Wow!! Stunning! Yes , definitely a keeper.

Bump: Wow!! Stunning! Yes , definitely a keeper.


----------



## Booswalia (Nov 29, 2003)

Thanks, Rick.


----------



## Raymond S. (Dec 29, 2012)

That is the kind of picture you take to Walmart photo center and get it put on a 16"x20" paper and frame it and put it over your tank on the wall.


----------



## bmo (Jun 11, 2014)

oooo, very nice photo!


----------



## zeek21 (Mar 13, 2009)

Really nice shot


----------



## photoman (Mar 28, 2010)

Never admit it was an accident!!


----------



## GMYukonon24s (May 3, 2009)

That's a beautiful fish and picture.


----------



## Booswalia (Nov 29, 2003)

Thanks so much. While I do admit it was a lucky shot I also have to admit that photography is my other hobby that I take quite seriously.


----------



## Mojo31 (Dec 6, 2011)

Great image!


----------



## navarro1950 (Jul 25, 2014)

Is that the true name of those Gouramis and how many can be kept together ? Also can they be kept with Discus ? Really great picture .


----------



## treyLcham (Sep 9, 2014)

photoman said:


> Never admit it was an accident!!



Haha exactly what I was thinking lol! Great shot man! And really pretty fish! 


Sent from my iPhone using Tapatalk


----------



## mwei (Mar 31, 2013)

woo, nice shot!

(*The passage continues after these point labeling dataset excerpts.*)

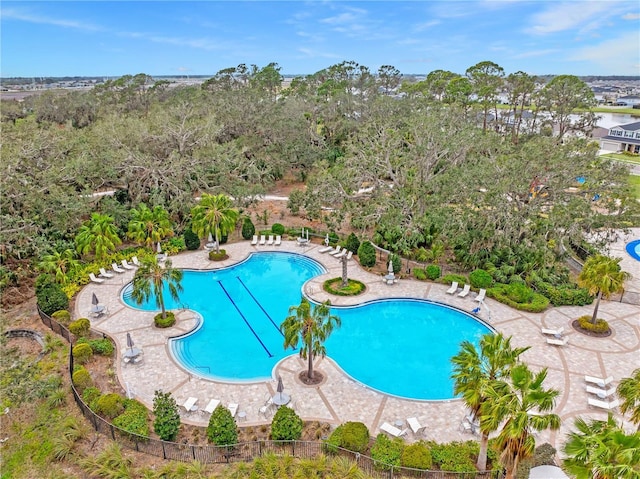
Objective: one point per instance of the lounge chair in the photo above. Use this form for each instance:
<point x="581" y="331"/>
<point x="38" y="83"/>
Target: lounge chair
<point x="341" y="253"/>
<point x="213" y="404"/>
<point x="415" y="425"/>
<point x="465" y="291"/>
<point x="481" y="295"/>
<point x="601" y="393"/>
<point x="453" y="288"/>
<point x="105" y="274"/>
<point x="598" y="381"/>
<point x="553" y="332"/>
<point x="190" y="404"/>
<point x="392" y="430"/>
<point x="126" y="265"/>
<point x="558" y="341"/>
<point x="608" y="405"/>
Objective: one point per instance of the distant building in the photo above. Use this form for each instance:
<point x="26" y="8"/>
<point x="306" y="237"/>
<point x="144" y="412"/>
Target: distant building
<point x="622" y="138"/>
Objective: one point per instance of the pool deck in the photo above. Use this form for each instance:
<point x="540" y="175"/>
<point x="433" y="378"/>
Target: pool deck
<point x="339" y="398"/>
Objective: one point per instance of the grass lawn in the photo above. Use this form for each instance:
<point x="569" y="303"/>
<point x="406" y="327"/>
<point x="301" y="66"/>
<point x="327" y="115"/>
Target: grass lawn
<point x="625" y="158"/>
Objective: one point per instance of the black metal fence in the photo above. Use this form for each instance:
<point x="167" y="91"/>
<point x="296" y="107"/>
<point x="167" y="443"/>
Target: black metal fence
<point x="247" y="451"/>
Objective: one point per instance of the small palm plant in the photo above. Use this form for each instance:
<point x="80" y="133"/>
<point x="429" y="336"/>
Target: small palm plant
<point x="311" y="325"/>
<point x="150" y="279"/>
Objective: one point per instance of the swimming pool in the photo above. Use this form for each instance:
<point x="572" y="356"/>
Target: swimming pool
<point x="633" y="249"/>
<point x="397" y="346"/>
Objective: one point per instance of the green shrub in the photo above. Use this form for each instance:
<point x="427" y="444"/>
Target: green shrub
<point x="353" y="436"/>
<point x="367" y="254"/>
<point x="167" y="419"/>
<point x="191" y="240"/>
<point x="218" y="256"/>
<point x="167" y="322"/>
<point x="479" y="278"/>
<point x="416" y="456"/>
<point x="433" y="272"/>
<point x="82" y="353"/>
<point x="277" y="229"/>
<point x="353" y="243"/>
<point x="81" y="379"/>
<point x="134" y="419"/>
<point x="110" y="405"/>
<point x="419" y="274"/>
<point x="387" y="451"/>
<point x="63" y="316"/>
<point x="286" y="425"/>
<point x="601" y="326"/>
<point x="248" y="229"/>
<point x="80" y="327"/>
<point x="222" y="430"/>
<point x="52" y="298"/>
<point x="90" y="394"/>
<point x="103" y="347"/>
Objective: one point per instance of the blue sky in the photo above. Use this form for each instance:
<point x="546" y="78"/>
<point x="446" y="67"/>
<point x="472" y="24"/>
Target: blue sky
<point x="99" y="38"/>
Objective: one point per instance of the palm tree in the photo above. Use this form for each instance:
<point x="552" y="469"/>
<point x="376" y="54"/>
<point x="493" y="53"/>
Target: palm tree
<point x="474" y="370"/>
<point x="149" y="226"/>
<point x="602" y="450"/>
<point x="150" y="279"/>
<point x="629" y="392"/>
<point x="522" y="405"/>
<point x="59" y="263"/>
<point x="310" y="325"/>
<point x="99" y="234"/>
<point x="602" y="276"/>
<point x="214" y="215"/>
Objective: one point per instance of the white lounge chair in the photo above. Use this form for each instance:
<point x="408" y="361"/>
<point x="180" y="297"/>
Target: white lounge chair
<point x="481" y="295"/>
<point x="558" y="341"/>
<point x="341" y="253"/>
<point x="608" y="405"/>
<point x="415" y="425"/>
<point x="105" y="274"/>
<point x="392" y="430"/>
<point x="190" y="404"/>
<point x="465" y="291"/>
<point x="126" y="265"/>
<point x="453" y="288"/>
<point x="601" y="393"/>
<point x="213" y="404"/>
<point x="598" y="381"/>
<point x="553" y="332"/>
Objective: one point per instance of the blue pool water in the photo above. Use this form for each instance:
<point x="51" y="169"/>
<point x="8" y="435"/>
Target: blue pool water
<point x="633" y="249"/>
<point x="398" y="346"/>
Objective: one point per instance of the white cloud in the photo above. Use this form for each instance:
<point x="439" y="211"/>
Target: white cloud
<point x="618" y="56"/>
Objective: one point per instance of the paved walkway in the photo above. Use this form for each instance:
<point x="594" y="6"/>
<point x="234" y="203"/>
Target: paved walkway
<point x="340" y="398"/>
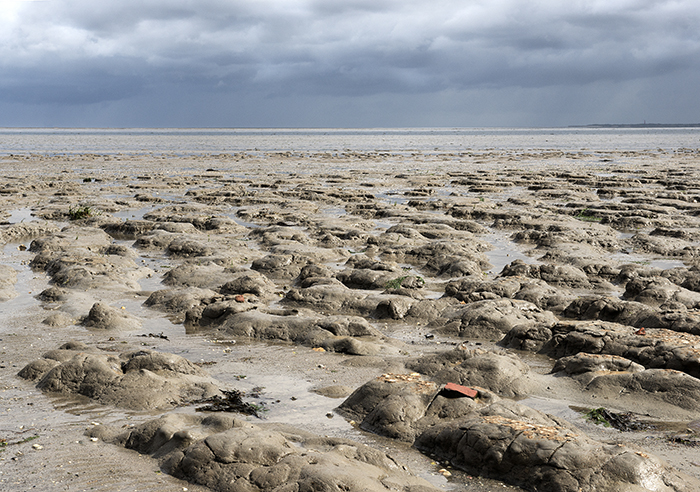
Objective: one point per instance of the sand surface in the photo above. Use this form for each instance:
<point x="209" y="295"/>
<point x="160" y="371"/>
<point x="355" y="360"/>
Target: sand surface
<point x="337" y="202"/>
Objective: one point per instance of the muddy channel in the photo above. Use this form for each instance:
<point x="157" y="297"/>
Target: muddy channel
<point x="339" y="294"/>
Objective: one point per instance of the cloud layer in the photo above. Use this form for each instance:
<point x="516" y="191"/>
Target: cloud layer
<point x="349" y="63"/>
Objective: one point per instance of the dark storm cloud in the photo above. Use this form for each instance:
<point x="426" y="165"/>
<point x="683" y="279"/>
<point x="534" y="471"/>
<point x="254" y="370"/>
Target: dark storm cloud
<point x="80" y="52"/>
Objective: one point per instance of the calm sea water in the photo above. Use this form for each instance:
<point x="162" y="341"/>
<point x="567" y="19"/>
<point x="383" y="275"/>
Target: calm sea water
<point x="189" y="141"/>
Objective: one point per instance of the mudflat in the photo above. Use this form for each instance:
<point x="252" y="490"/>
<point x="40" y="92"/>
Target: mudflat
<point x="521" y="320"/>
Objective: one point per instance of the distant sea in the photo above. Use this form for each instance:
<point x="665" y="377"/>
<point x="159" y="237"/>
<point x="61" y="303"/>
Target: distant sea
<point x="197" y="141"/>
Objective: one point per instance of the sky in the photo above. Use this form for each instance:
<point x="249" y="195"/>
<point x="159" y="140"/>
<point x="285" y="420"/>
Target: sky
<point x="348" y="63"/>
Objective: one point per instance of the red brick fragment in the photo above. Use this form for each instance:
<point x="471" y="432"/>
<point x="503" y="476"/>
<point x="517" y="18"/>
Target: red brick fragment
<point x="464" y="390"/>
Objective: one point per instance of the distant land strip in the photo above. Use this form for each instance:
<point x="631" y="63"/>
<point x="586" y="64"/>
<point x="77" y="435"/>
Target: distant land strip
<point x="639" y="125"/>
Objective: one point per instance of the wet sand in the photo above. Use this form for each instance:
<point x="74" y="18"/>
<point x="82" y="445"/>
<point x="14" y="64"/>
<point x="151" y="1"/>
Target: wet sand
<point x="573" y="209"/>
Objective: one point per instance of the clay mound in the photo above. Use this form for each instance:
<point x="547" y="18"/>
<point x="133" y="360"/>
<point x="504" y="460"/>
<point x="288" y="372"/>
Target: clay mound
<point x="530" y="449"/>
<point x="504" y="374"/>
<point x="8" y="278"/>
<point x="138" y="380"/>
<point x="228" y="454"/>
<point x="104" y="317"/>
<point x="491" y="319"/>
<point x="347" y="334"/>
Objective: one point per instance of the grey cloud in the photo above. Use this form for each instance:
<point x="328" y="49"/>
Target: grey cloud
<point x="80" y="52"/>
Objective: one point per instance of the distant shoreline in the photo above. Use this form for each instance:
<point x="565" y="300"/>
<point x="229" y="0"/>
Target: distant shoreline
<point x="639" y="125"/>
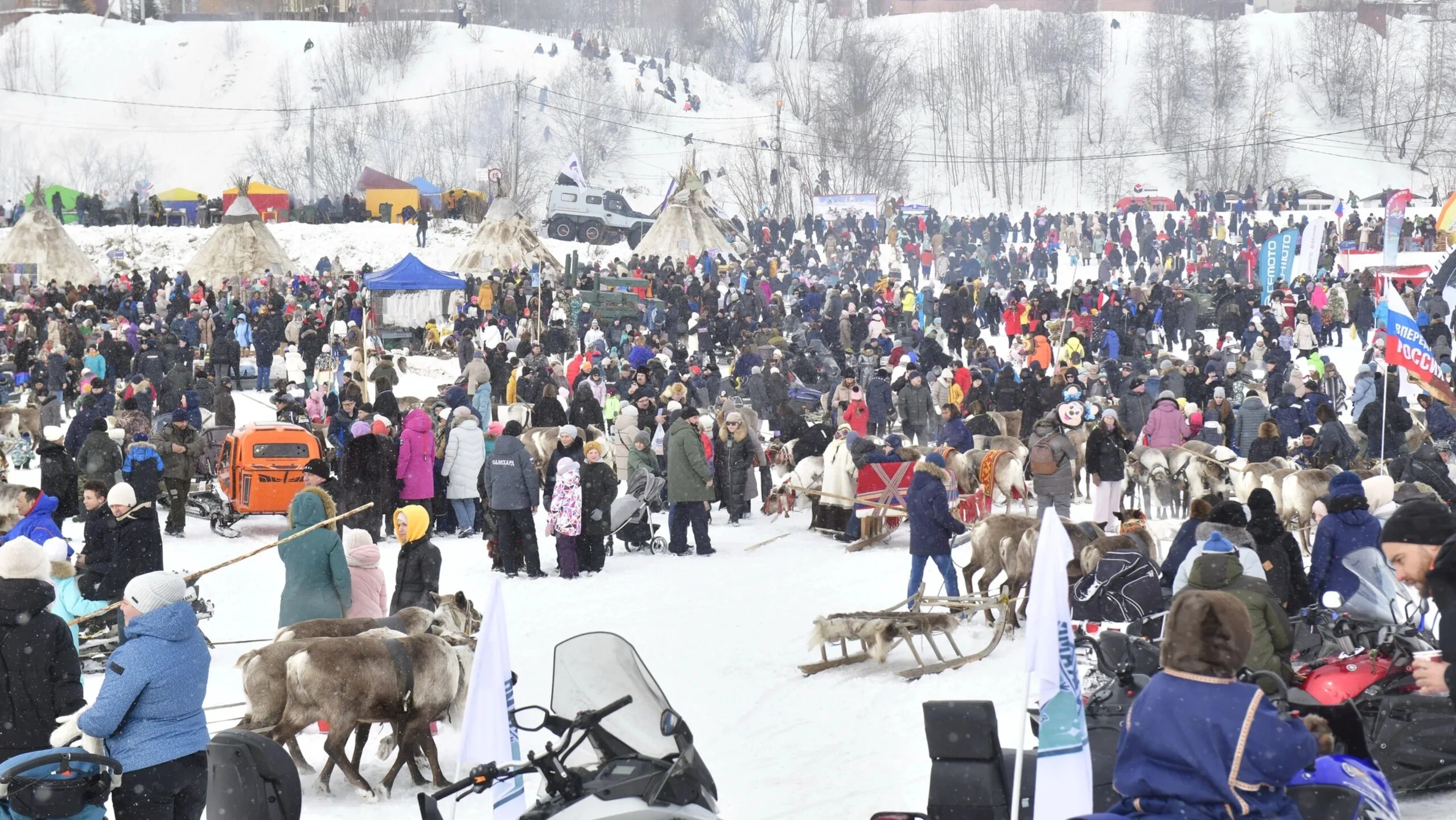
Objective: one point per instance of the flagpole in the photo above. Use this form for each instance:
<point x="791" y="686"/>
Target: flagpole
<point x="1021" y="743"/>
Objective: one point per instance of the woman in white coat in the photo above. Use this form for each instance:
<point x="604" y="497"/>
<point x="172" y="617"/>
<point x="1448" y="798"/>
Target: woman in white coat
<point x="294" y="364"/>
<point x="841" y="478"/>
<point x="465" y="458"/>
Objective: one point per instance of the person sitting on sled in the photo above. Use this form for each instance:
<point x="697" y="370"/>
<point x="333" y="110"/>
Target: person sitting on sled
<point x="1232" y="755"/>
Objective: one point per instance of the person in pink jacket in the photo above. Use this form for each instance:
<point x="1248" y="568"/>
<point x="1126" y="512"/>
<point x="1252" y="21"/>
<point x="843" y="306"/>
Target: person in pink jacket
<point x="417" y="458"/>
<point x="1167" y="426"/>
<point x="371" y="593"/>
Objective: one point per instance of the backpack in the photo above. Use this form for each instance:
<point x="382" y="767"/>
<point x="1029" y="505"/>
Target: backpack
<point x="1043" y="458"/>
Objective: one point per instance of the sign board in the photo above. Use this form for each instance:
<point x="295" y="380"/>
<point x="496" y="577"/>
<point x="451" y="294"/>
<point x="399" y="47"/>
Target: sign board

I like the DOF you got going there! What's your setup (camera and lens) and did you edit the photo?


----------



## Booswalia (Nov 29, 2003)

Thanks. I used a Canon 7D, handheld, with a 100mm macro lens, 1/45 at F 4.0, ISO 400. RAW format, so yes I did have to process it. The usual, crop, contrast, unsharp mask, etc. Nothing out of the ordinary.


----------



## ikuzo (Jul 11, 2006)

i cant believe this species can be this beautiful


----------



## typically (Dec 29, 2006)

very nice shot, the color is gorgeous.


----------